Language Models can Self-Lengthen to Generate Long Texts

TL;DR

Experiments on benchmarks and human evaluations show that Self-Lengthen outperforms existing methods in long-text generation, when applied to top open-source LLMs such as Qwen2 and LLaMA3.

Abstract

Recent advancements in Large Language Models (LLMs) have significantly enhanced their ability to process long contexts, yet a notable gap remains in generating long, aligned outputs. This limitation stems from a training gap where pre-training lacks effective instructions for long-text generation, and post-training data primarily consists of short query-response pairs. Current approaches, such as instruction backtranslation and behavior imitation, face challenges including data quality, copyright issues, and constraints on proprietary model usage. In this paper, we introduce an innovative iterative training framework called Self-Lengthen that leverages only the intrinsic knowledge and skills of LLMs without the need for auxiliary data or proprietary models. The framework consists of two roles: the Generator and the Extender. The Generator produces the initial response, which is then split and expanded by the Extender. This process results in a new, longer response, which is used to train both the Generator and the Extender iteratively. Through this process, the models are progressively trained to handle increasingly longer responses.
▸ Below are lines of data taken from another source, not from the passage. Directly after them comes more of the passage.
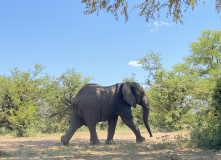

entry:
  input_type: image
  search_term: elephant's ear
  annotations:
[122,82,137,108]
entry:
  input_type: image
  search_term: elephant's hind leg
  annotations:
[120,107,145,143]
[61,111,83,145]
[105,115,118,144]
[88,124,100,145]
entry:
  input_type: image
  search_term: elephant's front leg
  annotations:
[105,115,118,144]
[61,111,83,145]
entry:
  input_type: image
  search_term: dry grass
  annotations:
[0,129,221,160]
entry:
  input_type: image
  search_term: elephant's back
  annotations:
[75,84,120,120]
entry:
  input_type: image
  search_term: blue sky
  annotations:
[0,0,221,86]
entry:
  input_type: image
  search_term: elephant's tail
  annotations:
[49,104,72,118]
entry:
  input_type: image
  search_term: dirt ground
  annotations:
[0,130,221,160]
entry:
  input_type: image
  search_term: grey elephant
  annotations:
[50,82,152,145]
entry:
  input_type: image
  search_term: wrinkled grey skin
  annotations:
[51,82,152,145]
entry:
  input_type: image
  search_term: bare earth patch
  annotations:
[0,129,221,160]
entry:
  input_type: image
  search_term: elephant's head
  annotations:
[122,82,152,137]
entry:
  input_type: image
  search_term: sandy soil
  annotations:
[0,130,221,160]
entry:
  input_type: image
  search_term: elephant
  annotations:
[50,82,152,145]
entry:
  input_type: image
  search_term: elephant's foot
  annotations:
[105,140,116,144]
[61,135,69,145]
[90,140,100,145]
[136,136,145,143]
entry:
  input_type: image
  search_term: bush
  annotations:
[190,123,221,150]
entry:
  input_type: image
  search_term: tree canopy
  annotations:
[81,0,221,23]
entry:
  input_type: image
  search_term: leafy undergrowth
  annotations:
[0,130,221,160]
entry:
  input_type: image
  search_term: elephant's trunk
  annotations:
[142,107,153,137]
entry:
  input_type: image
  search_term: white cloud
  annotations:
[128,61,141,67]
[148,21,173,32]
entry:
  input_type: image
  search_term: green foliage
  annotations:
[185,30,221,149]
[140,52,196,130]
[0,65,47,136]
[0,64,91,136]
[81,0,221,23]
[191,123,221,150]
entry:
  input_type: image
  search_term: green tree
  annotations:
[140,52,196,130]
[0,64,48,136]
[185,30,221,76]
[188,30,221,149]
[81,0,221,23]
[43,69,92,132]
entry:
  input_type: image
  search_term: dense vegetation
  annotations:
[0,30,221,149]
[81,0,221,23]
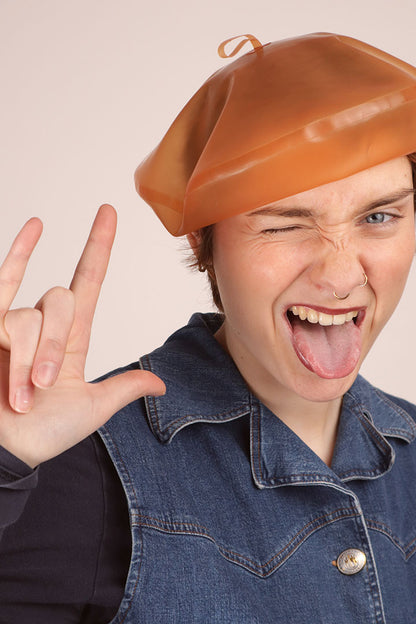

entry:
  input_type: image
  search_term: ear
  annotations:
[186,230,201,256]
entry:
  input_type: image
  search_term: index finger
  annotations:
[0,217,43,320]
[70,204,117,353]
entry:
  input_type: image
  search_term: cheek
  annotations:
[372,237,415,322]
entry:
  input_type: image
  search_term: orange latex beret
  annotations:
[135,33,416,236]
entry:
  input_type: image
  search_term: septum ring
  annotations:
[332,271,368,301]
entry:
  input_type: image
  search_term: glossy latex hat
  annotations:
[135,33,416,236]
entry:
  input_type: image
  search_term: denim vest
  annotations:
[101,315,416,624]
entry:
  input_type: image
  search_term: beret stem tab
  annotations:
[218,35,262,58]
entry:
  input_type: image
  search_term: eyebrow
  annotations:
[248,188,416,218]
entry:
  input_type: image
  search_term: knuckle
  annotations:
[4,308,43,333]
[36,286,74,309]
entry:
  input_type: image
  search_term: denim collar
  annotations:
[140,314,416,488]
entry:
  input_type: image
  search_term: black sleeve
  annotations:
[0,434,131,624]
[0,446,38,540]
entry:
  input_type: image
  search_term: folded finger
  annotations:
[0,218,43,318]
[5,308,42,413]
[32,287,75,388]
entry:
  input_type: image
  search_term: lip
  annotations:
[284,302,367,331]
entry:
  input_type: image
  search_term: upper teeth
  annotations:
[289,306,358,326]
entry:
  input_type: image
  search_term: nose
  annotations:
[310,244,368,299]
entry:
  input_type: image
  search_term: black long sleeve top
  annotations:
[0,434,131,624]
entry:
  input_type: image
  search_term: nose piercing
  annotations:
[332,271,368,301]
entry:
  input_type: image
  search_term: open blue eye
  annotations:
[365,212,393,224]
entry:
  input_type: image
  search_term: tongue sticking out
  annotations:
[291,317,361,379]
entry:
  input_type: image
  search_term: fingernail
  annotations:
[34,362,57,388]
[14,386,32,414]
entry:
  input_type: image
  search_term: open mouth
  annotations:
[286,305,365,379]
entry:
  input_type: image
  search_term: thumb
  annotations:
[91,370,166,424]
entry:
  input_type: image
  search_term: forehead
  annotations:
[247,156,413,215]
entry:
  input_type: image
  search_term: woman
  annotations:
[0,34,416,624]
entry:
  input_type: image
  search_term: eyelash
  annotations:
[364,212,402,225]
[263,211,402,235]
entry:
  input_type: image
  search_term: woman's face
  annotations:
[213,157,415,401]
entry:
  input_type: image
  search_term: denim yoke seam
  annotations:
[135,507,359,578]
[366,518,416,561]
[98,429,143,624]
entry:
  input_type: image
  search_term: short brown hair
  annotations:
[190,152,416,312]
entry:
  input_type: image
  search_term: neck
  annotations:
[216,327,342,466]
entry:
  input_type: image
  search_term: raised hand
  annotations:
[0,205,165,467]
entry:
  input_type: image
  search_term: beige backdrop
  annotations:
[0,0,416,401]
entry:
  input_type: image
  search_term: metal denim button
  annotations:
[337,548,367,575]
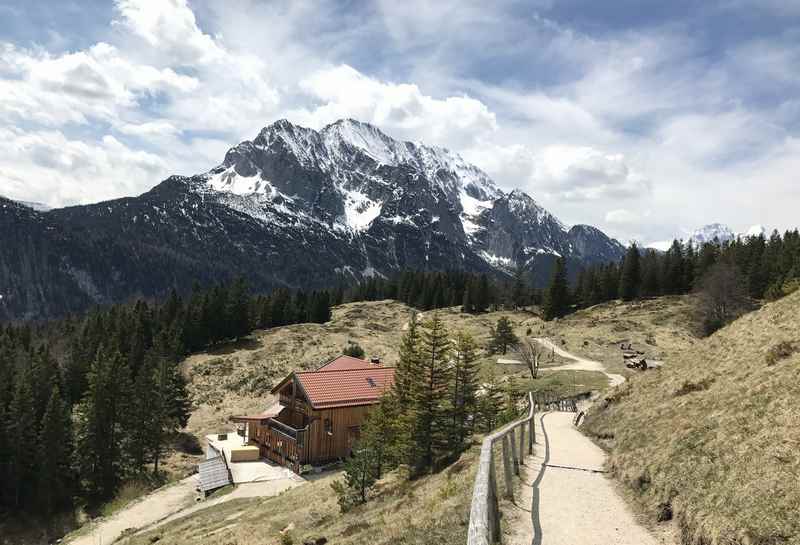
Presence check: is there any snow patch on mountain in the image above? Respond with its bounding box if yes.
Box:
[689,223,736,247]
[742,224,767,238]
[344,191,383,231]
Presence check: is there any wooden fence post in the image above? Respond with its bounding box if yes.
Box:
[528,418,536,454]
[508,428,519,475]
[488,446,500,543]
[503,435,514,501]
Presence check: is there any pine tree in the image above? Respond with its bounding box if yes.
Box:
[511,266,528,309]
[5,368,37,508]
[619,244,642,301]
[489,316,519,354]
[543,257,569,320]
[36,386,72,517]
[409,316,451,475]
[477,367,503,432]
[75,350,131,498]
[225,277,251,340]
[450,332,478,452]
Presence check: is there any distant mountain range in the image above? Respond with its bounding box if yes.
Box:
[646,223,767,251]
[0,119,624,319]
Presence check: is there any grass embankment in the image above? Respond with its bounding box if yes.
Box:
[585,293,800,545]
[127,445,479,545]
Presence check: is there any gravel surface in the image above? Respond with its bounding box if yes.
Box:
[504,412,674,545]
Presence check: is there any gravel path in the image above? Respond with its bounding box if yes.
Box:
[64,475,197,545]
[504,412,673,545]
[64,475,305,545]
[534,338,625,387]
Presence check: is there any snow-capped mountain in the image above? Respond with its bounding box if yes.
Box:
[689,223,736,246]
[0,120,624,318]
[647,223,767,252]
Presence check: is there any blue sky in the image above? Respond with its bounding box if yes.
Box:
[0,0,800,242]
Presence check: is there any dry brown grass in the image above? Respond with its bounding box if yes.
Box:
[534,296,697,375]
[126,445,479,545]
[586,293,800,545]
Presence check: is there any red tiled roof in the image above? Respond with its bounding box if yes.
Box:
[231,401,283,422]
[317,356,376,371]
[296,365,394,409]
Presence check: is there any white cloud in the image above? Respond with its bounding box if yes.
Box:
[292,65,497,148]
[117,120,181,136]
[606,208,644,225]
[113,0,228,65]
[0,43,198,127]
[0,128,167,206]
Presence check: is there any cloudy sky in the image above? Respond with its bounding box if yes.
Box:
[0,0,800,242]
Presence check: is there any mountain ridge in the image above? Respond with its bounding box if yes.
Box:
[0,120,624,319]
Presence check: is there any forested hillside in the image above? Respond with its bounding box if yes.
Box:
[585,293,800,545]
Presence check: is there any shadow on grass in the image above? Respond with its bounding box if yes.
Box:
[208,337,264,356]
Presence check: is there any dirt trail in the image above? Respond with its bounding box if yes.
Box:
[64,475,305,545]
[64,475,197,545]
[505,412,674,545]
[534,338,625,387]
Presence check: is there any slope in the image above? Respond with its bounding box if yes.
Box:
[586,293,800,545]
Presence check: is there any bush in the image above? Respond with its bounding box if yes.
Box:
[765,341,797,365]
[342,342,367,360]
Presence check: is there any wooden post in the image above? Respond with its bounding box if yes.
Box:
[528,418,536,454]
[488,456,500,543]
[503,435,514,501]
[508,428,519,475]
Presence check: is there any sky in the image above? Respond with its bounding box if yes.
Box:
[0,0,800,243]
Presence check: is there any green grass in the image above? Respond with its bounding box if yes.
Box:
[127,440,480,545]
[509,370,608,397]
[584,293,800,545]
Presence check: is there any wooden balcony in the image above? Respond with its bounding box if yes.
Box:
[255,418,310,473]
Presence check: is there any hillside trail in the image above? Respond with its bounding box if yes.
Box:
[534,337,625,388]
[64,475,305,545]
[503,412,674,545]
[504,338,675,545]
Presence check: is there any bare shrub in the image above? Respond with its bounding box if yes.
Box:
[765,341,798,365]
[694,261,752,335]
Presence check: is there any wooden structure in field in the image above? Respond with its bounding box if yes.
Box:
[231,356,394,472]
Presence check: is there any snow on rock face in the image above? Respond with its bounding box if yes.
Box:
[344,191,383,231]
[744,225,767,238]
[689,223,736,246]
Experiments on benchmarks and human evaluations show that Self-Lengthen outperforms existing methods in long-text generation, when applied to top open-source LLMs such as Qwen2 and LLaMA3. Our code is publicly available at https://github.com/QwenLM/Self-Lengthen.

Paper Structure

This paper contains 35 sections, 4 equations, 9 figures, 8 tables.

Figures (9)

  • Figure 1: Existing LLMs are struggling to generate long, aligned outputs. (Left) The actual output lengths when prompting LLMs for generation tasks with specific length constraints under default parameters. All four tested LLMs struggle to exceed 2,000 words. (Right) We attempted to get longer outputs by adjusting the decoding strategies (sampling and beam-search) and parameters (min_tokens, length_penalty, etc.); see \ref{['appx:pilot-study']} for details. However, the quality evaluated by humans significantly deteriorated after reaching 2,000 words. By employing our proposed Self-Lengthen method, we significantly enhanced the output length of the Qwen2-7B-Instruct backbone model while preserving the quality of the generated content.
  • Figure 2: A high-level overview of the proposed Self-Lengthen. (Micro-Iteration) We begin by using the Generator to produce an initial response. Then, we employ the Extender to expand this response in a two-stage process, resulting in a much longer output. This extension process can be repeated iteratively to create increasingly lengthy responses. (Macro-Iteration) Once we have generated long responses, we use them to fine-tune both the Generator and Extender. These improved models are then utilized in subsequent iterations to generate and extend even longer responses.
  • Figure 3: An illustration of the response extension process. Given an instruction, we first employ the Generator to produce an initial response. We then use the Extender to take the first half of this initial response to create the extension of the first part (Stage 1). Following this, we proceed to extend the entire response, using the previous two-thirds of the extended first half for demonstration to complete the extension of the remaining part (Stage 2). Ultimately, the model delivers a cohesive and consistent extended response. Note that this example is just for illustrative purposes since in real scenarios the responses would be much longer.
  • Figure 3: Key statistics of LonGen, which contains 2 languages * 3 length ranges * 4 constraint types * 10 = 240 pieces of data in total.
  • Figure 4: The results of data evaluation.